We believe ad exchanges and DSPs provide an important function in the industry but, today, less than 20% of display dollars spent is via DSPs and ad exchanges; in fact, I believe eMarketer projects their market share around 30% by the end of 2012. So the obvious question is: who’s focused on automating the other 80% of the display market? That’s where Transis comes in.
Your release also notes the buying of “premium” inventory with Transis. How do you define “premium”?
We define premium as transactions that contractually take place directly between a buyer and a seller. By automating the transactional work buyers and sales people are doing all day, we expect Transis to enhance the personal relationships and allow them to work more collaboratively on bigger ideas and more strategic campaigns.
How will you gain critical mass for Transis?
In the same way we built Centro: through direct relationships with agencies across America. Our team’s mantra is that they don’t want satisfied customers but rather they try to create “Raving Fans” of our services and now, our software. Although it’s software, we believe the people and the service behind the software are more important than anything and we’re committed to having the best software and the best people to over-service our agency partners.
It appears that placement is a key part of Transis. How does this address agencies need for audience buying?
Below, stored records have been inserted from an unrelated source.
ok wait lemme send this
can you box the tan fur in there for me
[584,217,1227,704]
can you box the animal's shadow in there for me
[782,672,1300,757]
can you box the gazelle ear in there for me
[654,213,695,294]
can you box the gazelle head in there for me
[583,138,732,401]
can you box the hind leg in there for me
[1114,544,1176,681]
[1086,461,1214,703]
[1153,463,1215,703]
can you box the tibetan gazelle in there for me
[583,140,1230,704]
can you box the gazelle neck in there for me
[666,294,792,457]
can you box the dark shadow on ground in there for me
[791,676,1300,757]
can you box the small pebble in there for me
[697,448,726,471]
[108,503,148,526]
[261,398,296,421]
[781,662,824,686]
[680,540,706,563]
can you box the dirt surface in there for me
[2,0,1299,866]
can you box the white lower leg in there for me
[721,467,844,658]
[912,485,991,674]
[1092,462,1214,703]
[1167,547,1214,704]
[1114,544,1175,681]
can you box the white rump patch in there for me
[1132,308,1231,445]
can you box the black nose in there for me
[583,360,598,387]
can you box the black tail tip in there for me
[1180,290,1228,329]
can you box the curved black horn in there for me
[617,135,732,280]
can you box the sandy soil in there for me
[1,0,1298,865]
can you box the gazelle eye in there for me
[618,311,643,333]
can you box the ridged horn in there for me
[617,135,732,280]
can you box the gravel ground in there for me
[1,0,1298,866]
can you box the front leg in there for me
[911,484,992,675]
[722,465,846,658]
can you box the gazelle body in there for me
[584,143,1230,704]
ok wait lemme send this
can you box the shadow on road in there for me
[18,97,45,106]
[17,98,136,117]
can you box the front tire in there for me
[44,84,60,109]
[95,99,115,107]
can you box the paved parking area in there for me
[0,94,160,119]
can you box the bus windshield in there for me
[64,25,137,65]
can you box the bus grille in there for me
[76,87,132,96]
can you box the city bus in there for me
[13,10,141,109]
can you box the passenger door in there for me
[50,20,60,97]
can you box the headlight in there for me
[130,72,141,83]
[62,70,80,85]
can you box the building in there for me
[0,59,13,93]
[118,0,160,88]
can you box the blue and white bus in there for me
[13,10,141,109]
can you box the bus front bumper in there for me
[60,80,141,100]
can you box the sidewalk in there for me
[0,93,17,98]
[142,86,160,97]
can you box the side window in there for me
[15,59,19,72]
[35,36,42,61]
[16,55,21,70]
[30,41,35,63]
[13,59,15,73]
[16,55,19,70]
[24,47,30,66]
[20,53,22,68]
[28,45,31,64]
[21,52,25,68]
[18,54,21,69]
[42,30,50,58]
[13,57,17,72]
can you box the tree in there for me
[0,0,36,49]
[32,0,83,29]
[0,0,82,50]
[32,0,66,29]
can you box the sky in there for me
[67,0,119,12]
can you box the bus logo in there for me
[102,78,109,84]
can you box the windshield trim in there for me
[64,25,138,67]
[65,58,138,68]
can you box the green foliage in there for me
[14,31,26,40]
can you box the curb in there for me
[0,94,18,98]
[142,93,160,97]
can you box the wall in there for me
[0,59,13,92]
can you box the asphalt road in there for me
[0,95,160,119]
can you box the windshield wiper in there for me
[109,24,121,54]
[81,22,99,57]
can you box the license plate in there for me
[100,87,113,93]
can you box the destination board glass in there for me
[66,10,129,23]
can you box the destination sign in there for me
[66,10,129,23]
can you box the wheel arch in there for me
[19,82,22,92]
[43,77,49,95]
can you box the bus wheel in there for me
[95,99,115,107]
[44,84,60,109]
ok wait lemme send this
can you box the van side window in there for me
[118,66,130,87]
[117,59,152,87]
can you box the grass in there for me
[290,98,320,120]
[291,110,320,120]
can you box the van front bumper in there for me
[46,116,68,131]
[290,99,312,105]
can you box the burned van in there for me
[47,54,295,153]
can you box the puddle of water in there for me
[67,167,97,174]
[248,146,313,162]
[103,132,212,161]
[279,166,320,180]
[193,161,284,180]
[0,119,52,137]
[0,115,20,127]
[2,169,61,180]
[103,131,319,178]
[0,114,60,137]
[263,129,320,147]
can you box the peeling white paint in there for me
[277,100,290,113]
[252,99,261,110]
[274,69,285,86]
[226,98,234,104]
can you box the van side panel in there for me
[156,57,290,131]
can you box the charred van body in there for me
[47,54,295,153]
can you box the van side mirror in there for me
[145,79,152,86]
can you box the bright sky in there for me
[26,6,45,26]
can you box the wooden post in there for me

Yes, Transis excels at helping agencies buy from more publishers and more sellers directly. However, every ad network exists inside the system also. So if people are buying audiences through multiple networks, it will streamline those relationships as well.
Do ad exchanges such as Doubleclick Ad Exchange or Right Media Exchange fit with Transis?
No; as of today, Transis does not have the ability to buy inventory from the major ad exchanges.
Besides media agencies, what other benefits do you see for ecosystem members such as publishers or creative agencies?
It’s a great question that addresses two sides of the coin—and I’d even throw in helping agencies work more efficiently with their clients versus just publishers. We are aggressively developing software internally and forming external partnerships that will create a seamless marketplace for ad agencies across 100% of all digital opportunities. We see an open and connected world in the near future that helps clients, agencies and publishers eliminate the meaningless and low-value work in the industry; allowing everyone to focus on the more important and strategic work for the marketers and brands we all serve.
A year from now, what milestones would you like to have seen Centro and Transis accomplish?
At Centro, we know that success is never a foregone conclusion, no matter how great of an idea or how great of software you bring to market. Everything in life comes down to execution. A year seems like an eternity away at this moment, we’re just keeping our heads down and focusing on executing our business plan over the next few months—that’s all we can control. If we execute well relative to what we can control, I’ll be incredibly proud of our team wherever we end up a year from now.